While every house extension is different and schedules can change at a moment’s notice, often due to weather, this planner offers a guide to all the essential stages:

  1. Pricing and mobilisation (5 weeks)
    At least four weeks are required for full pricing and a further week for contractor mobilisation.
  2. Site preparation (1 week)
    This involves making sure there is clear access to the site, that building materials have been delivered and that machinery is on site.
  3. Groundworks (2-3 weeks)
    Builders will arrive to dig foundations, followed by laying pipework, drainage and services. Concrete footings will be poured in and levelled, too. Building Control will need to sign off this stage.
  4. Superstructure (3 weeks)
    The extension’s frame is built, insulation fitted and flooring sub structure fitted. Building Control carries out another inspection.
  5. External walls (2 weeks)
    Lintels, doors, window frames and wall tiles will arrive ready to be fitted, and new walls are tied to existing ones.
  6. Internal walls (1 week)
    Internal walls are built.
  7. Roof structure (1 week)
    Your carpenter will start building the roof structure, or your contractor will fit prefabricated roof trusses. Rooflights will be fitted at the same time.
  8. Roof covering (1 week)
    Roof battens are cut and fitted over the membrane and the roof covering is laid over the top, along with finishing details, such as flashing.
  9. Windows, doors & exterior finish (3 weeks)
    All exterior finishes are completed, windows and doors are fitted into the frames already fitted. Guttering and pipework is added and first-fix carpentry, plumbing and electrics completed.
  10. Plastering & decorating (3 weeks)
    Interior walls are boarded up and the plaster is left for a minimum of one week before decorating and painting
  11. Second fix (2 weeks)
    Second-fix electrics, such as sockets and switches, are put in place and lighting is fitted. Taps are installed and connections completed, flooring is laid and kitchen and bathrooms, if applicable, are installed.
  12. Snagging (2 weeks)
    Any issues need to be resolved with the relevant trades as soon as possible.
  13. Sign off (1 week)
    If happy that all works comply, Building Control will sign off and provide all the necessary paperwork.

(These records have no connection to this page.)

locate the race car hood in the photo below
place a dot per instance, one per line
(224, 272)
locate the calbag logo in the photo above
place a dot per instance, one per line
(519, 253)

crittal rear extension london

Get professional help

A good architect can be worth their weight in gold when it comes to house extensions and residential architecture projects. Trained in design and project management, there’s no denying that a professional’s input will leave you with a single-storey extension that is creative, maximises light and space, is made using unique materials, finishes and fittings, and built with sustainability and energy-savings in mind.

An architect will also help you find a suitable contractor, quantity surveyor and engineer, and will guide you through the planning, Build Regs and contractual process. They can, if you so choose, act as project manager, watching over the whole process to ensure your home extension is built to schedule, budget and the correct standard.